Et ve Süt Kurumu’nun idari işlerini de mercek altına alan Sayıştay, bürolarda çalışan personelin kurumun kendi personeli olması gerektiği, ancak bunun yerine dışarıdan işçi istihdam edildiğini vurguladı. Bunun işyeri barışını olumsuz etkileyen bir faktör olabileceğini ve kurumun işleyişine zarar vereceğini ifade eden Sayıştay, “Kurumda uygulanmakta olan, büro işlerinde işçi personel istihdam edilmesi uygulamasına son verilerek, kurumun bürolarda görülen asli ve sürekli hizmetlerinin memur ve sözleşmeli personel tarafından yürütülmesi önerilir” dedi.

ERZURUM’DA MİLYONLUK DAVA

Erzurum Et Kombinası binasının kuruma yüksek bedele mal olması da Sayıştay’ın tespitleri arasında yer aldı. Buna göre, Erzurum Büyükşehir Belediyesi ile yapılan anlaşma gereği, yeni et kombinası ve eklentileri işinin en geç 2012 yılında bitirilmesi gerekirken hizmet yeri beş yılda tamamlanabildi. Sayıştay, anlaşma gereği geciken her ay için 100 bin TL ceza ödenmesi gerektiğine dikkat çekti. Sözleşme cezasının Erzurum Büyükşehir Belediyesi tarafından talep edildiğini belirleyen Sayıştay, on milyonlarca liralık olası ceza için açılan davanın “titizlikle” takip edilmesini istedi.

‘HÂLÂ KİRADASINIZ’ ELEŞTİRİSİ

Birçok kamu kurumu gibi Et ve Süt Kurumu’nun da artan iş yüküne karşın “kiralık binada” hizmet verdiğini belirleyen Sayıştay, kamunun bu yolla zarara uğratıldığını savundu.
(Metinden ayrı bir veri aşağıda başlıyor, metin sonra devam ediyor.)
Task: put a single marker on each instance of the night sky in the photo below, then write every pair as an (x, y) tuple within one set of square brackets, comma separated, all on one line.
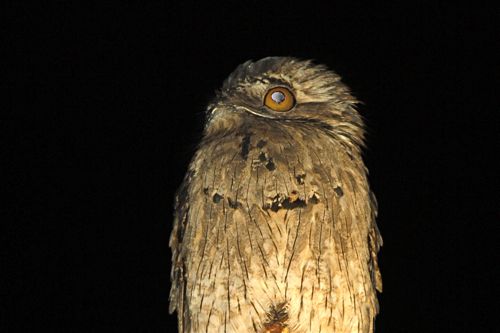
[(106, 107)]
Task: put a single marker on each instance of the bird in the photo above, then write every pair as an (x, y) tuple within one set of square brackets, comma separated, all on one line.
[(274, 223)]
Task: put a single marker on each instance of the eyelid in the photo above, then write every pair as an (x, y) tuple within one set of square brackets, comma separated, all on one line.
[(285, 105)]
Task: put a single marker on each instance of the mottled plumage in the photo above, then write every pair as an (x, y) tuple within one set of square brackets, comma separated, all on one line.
[(275, 223)]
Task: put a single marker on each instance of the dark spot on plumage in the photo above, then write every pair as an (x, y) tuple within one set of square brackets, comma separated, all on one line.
[(233, 203), (338, 190), (277, 317), (279, 201), (217, 198), (270, 165), (289, 203), (245, 145), (300, 179)]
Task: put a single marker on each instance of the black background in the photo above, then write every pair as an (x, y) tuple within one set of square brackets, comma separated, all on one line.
[(106, 107)]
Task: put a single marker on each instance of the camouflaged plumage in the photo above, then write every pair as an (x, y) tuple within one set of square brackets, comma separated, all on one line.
[(275, 223)]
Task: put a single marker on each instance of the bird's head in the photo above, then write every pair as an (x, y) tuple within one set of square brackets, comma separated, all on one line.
[(285, 90)]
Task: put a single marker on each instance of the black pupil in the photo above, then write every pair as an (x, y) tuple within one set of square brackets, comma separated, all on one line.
[(278, 97)]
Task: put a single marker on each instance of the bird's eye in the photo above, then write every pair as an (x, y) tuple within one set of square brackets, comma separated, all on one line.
[(279, 99)]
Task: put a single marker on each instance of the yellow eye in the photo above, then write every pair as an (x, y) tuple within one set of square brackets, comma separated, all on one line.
[(279, 99)]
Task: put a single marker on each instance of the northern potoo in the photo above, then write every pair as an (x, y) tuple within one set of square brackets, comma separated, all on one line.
[(275, 223)]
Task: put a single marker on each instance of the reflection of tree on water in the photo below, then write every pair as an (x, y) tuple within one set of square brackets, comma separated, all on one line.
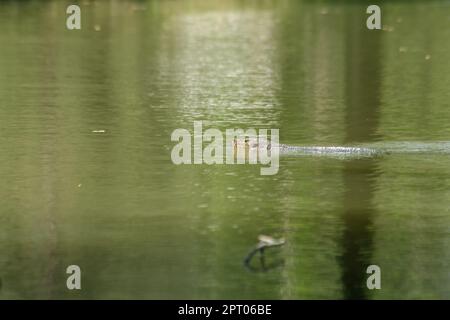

Denetçiler raporda şu ifadelere yer verdi:

“2005 yılında özelleştirme programından çıkartılarak faaliyetlerine devam etmesi kararı verilen, faaliyetleri her geçen gün artan ve oldukça yüksek tutarda kira ödeyen kurumun, daha sağlıklı bir çalışma ortamına kavuşması ve dağınık olan birimlerinin tek çatı altında toplanması bakımından, bir an evvel hizmet binası yapılması için gerekli girişimlerin yapılması önerilir.”